DUBLİNLİLER | DUBLINERS | JAMES JOYCE
“...artık başıma gerçek serüvenler gelmesini istiyordum. Ama gerçek serüvenler de evde oturan insanlara gelmez diye düşünüyordum: Uzaklarda aramalı onları.” (s.51) cümlesi mi?
yoksa;
” Bembeyaz yüzünü çevirdi ona, edilgin, çaresiz bir hayvan gibi. Gözlerinde ne bir sevgi vardı ne bir veda ne de bir tanışıklık.” (s.72) cümlesi mi?
ya da;
“Su götürür yanı yoktu bunun: Başarıya ulaşmak istiyorsan gideceksin buradan. Dublin’de hiçbir şey yapamazsın. ” ( s.106 ) cümlesine ne dersiniz?

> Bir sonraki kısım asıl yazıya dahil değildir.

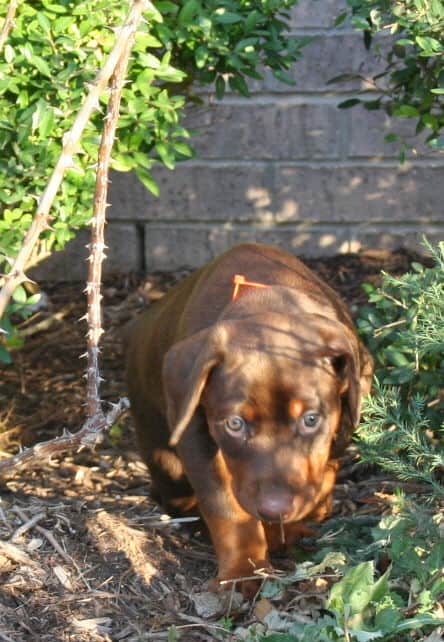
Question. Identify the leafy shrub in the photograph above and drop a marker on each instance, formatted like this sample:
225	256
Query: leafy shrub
403	426
413	79
56	48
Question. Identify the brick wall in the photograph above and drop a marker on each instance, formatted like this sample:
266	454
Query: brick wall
285	166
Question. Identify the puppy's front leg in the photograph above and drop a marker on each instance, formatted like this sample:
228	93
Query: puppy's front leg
238	538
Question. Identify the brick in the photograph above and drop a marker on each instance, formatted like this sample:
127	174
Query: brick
196	193
269	194
315	14
123	255
176	247
358	194
253	130
327	57
366	131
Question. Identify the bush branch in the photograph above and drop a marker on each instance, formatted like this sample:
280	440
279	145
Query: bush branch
89	435
97	245
42	218
97	423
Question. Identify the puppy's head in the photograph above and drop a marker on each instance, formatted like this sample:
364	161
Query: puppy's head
276	394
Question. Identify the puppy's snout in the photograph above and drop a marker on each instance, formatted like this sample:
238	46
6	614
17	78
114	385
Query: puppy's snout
275	504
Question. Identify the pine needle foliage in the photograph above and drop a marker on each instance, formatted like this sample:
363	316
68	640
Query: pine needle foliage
403	426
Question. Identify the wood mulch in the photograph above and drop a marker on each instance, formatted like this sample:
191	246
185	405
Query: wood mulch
85	554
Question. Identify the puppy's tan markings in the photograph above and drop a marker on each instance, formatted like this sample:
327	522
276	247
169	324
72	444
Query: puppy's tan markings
248	413
295	408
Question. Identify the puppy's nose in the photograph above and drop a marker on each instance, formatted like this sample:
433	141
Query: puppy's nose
275	504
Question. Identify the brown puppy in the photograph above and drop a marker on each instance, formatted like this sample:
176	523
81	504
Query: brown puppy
243	395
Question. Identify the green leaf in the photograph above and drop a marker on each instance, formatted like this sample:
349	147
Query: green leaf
429	44
41	65
359	22
9	53
19	295
188	12
342	17
148	180
406	111
226	17
165	152
356	590
237	83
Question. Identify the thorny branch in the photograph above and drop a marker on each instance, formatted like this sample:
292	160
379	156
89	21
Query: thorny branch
92	431
97	244
42	218
8	23
88	435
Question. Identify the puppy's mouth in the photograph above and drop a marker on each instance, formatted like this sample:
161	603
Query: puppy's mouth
282	506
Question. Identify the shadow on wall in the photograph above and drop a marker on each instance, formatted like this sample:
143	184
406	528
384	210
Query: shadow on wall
311	210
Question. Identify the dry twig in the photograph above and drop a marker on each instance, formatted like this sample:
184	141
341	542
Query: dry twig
92	431
42	217
8	23
90	434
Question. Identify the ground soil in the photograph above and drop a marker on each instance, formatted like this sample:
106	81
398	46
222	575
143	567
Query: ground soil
85	554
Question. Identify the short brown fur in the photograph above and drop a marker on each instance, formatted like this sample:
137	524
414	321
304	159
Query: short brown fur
261	395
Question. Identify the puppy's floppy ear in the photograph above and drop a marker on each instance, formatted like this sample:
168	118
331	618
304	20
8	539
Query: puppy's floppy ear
354	367
186	368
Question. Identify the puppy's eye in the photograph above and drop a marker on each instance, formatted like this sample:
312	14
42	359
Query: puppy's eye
310	422
235	425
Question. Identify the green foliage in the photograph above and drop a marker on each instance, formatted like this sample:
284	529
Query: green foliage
413	80
56	48
367	605
403	425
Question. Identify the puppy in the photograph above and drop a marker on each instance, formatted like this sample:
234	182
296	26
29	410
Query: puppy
245	384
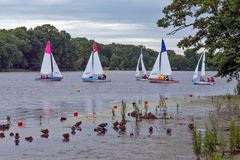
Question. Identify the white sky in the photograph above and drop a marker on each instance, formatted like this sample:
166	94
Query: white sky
106	21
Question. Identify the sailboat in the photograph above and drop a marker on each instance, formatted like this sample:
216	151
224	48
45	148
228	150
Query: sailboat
141	75
49	68
161	68
94	71
201	80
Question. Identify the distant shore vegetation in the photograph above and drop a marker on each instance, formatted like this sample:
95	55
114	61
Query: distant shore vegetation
23	49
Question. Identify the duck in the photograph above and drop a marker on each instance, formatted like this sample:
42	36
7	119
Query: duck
150	129
169	131
78	124
45	131
66	135
29	139
45	135
191	126
17	136
73	128
122	128
17	142
63	119
11	134
116	123
103	125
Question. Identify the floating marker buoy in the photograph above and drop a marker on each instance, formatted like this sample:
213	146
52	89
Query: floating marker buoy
75	114
20	123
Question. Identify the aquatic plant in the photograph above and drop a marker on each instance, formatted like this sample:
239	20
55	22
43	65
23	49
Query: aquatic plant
113	112
222	144
197	143
214	125
136	111
177	108
228	96
234	136
146	108
215	156
209	142
123	110
8	119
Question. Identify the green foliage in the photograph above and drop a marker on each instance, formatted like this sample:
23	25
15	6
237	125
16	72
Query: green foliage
23	48
234	137
216	29
210	142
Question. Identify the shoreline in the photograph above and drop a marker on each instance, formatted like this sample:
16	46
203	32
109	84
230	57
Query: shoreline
141	145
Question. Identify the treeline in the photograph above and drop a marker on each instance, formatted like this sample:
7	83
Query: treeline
23	48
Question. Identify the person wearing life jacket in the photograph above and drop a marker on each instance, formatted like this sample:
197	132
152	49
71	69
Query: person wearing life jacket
212	79
145	76
104	77
161	77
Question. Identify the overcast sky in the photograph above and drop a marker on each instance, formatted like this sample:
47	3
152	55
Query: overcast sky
106	21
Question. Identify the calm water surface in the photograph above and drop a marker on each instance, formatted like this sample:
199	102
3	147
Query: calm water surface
23	97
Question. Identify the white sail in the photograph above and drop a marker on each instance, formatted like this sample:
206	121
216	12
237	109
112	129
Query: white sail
46	68
165	68
89	68
195	74
137	69
97	67
155	73
203	66
56	71
143	66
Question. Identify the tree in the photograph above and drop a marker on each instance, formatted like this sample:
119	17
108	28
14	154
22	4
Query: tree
216	25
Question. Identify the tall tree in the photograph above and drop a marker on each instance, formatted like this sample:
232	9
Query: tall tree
216	25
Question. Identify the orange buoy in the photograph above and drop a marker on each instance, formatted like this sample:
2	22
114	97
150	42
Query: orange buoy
75	114
20	123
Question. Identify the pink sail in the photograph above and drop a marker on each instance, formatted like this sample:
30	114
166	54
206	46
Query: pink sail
48	48
95	47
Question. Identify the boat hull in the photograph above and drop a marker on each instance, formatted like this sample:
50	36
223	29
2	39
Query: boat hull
141	79
49	79
95	80
197	82
162	81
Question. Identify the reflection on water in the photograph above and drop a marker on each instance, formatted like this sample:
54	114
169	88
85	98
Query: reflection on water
23	98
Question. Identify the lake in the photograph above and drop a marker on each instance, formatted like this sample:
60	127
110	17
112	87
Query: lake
24	98
39	104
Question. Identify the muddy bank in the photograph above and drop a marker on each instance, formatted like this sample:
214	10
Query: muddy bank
136	143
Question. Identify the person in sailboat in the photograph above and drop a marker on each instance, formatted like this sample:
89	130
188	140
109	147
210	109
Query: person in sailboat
104	77
167	78
145	76
202	79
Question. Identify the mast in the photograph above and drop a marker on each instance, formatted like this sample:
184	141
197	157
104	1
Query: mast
160	62
51	63
93	62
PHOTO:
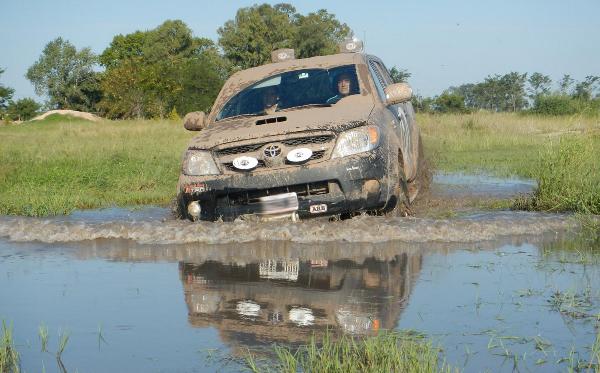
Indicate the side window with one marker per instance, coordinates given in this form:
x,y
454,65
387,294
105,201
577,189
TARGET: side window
x,y
385,74
378,79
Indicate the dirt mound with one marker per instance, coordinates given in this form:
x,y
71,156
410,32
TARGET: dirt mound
x,y
73,113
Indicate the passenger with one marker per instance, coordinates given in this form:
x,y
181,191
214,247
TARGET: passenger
x,y
344,87
271,99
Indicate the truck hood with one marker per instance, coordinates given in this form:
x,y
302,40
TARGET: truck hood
x,y
344,114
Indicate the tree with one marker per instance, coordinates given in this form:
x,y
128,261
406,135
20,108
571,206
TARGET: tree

Hangisi daha çok kıstırılmışlık hissi uyandırıyor okuduğunuzda bilemem ama daha nicesi ve kallavisi mevcut öykülerde…
Çok mu paldır küldür giriş yaptım ne…
Merhaba Kitapseverler!
Dublinliler, okuduğum ikinci Joyce kitabıdır – 1994 yılında okuduğumu sandığım Ulysses’i okuma girişimimi saymıyorum elbette – zira yeniden okunacak.

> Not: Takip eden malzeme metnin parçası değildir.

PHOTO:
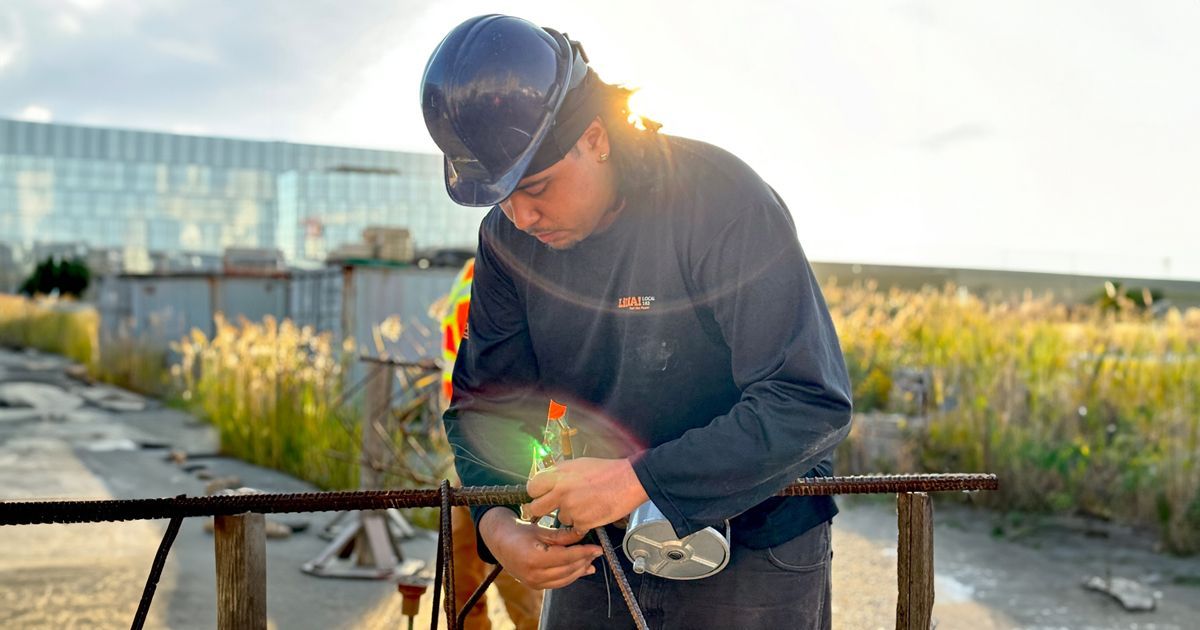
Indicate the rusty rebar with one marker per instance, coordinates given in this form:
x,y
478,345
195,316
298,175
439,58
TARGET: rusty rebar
x,y
94,511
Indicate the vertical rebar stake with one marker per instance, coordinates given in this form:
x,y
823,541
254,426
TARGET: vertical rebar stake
x,y
448,553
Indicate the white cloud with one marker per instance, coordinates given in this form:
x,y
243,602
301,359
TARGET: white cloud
x,y
89,5
35,113
67,23
186,51
190,130
11,36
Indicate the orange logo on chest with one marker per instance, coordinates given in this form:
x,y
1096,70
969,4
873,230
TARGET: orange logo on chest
x,y
635,303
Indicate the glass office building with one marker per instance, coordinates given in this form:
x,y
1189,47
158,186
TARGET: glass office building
x,y
144,193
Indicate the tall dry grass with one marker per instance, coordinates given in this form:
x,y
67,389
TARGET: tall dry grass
x,y
1079,409
274,393
49,324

Dublinliler, 15 öyküden oluşmuş bir kitap. 15 öykünün her biri ayrı karakterler içermesine rağmen okurken ortak temayı hissediyorsunuz. Samimi hissim ; çaresizlik, alışkanlık, baskı, riyakarlık ve yozlaşma…

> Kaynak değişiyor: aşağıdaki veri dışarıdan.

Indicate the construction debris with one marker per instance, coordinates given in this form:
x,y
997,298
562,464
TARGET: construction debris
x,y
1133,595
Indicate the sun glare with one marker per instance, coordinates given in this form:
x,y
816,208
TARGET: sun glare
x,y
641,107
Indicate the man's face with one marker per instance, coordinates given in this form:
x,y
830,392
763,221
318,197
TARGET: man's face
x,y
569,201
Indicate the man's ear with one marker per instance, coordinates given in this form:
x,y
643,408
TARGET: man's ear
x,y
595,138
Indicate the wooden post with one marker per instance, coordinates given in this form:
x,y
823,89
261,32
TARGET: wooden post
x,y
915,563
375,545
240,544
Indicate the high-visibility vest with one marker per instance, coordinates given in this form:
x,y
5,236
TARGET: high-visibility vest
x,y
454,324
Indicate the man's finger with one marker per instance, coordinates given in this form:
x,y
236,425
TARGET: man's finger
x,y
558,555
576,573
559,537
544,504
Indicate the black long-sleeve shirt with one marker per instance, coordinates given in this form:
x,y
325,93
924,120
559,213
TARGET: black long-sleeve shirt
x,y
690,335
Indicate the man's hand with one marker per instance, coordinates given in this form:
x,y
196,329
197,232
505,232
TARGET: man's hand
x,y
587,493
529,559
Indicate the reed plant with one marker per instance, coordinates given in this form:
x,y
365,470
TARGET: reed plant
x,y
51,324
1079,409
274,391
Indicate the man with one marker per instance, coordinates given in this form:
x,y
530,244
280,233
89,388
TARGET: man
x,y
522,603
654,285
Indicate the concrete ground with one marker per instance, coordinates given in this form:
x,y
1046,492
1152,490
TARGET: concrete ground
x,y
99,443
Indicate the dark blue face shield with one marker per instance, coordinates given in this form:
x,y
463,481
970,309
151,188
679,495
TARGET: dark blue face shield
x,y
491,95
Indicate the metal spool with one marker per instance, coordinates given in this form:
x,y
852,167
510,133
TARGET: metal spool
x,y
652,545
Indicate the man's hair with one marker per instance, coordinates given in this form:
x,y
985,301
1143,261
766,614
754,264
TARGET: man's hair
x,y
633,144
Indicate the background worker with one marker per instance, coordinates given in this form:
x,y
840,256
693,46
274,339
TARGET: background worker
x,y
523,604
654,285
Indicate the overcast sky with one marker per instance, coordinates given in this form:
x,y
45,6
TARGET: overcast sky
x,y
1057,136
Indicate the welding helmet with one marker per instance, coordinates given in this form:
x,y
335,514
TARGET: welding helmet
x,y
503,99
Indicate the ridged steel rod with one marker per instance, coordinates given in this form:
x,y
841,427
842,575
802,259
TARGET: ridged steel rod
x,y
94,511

İletişim Yayınlarının Klasik baskılarının Önsöz ve Sonsöz içermesi bir okur olarak kitaptan çok daha keyif almama sebeptir. Onları okurken aldığım notlar ve ayrıca her bir öyküyü okurken tekrar geri dönüp okuyabilmem güzel bir histi.
Hayır, hiç kafam filan karışmadı ve sıkılmadım; merak etmeyin siz de sıkılmazsınız. Onları okumasanız da öykülerden hoşlanacağınızı düşünüyorum her ne kadar negatif şartlar olsa da… Ancak ön bilgileri okumak, Joyce gibi simgesel yazan bir yazarı daha iyi anlamanıza katkı yapacaktır. Çünkü bu ilk eseri, bundan sonra gelen Sanatçının Bir Genç Adam Olarak Portresi’ne (1916) geçiş sağlıyor diyor Joycebilirler…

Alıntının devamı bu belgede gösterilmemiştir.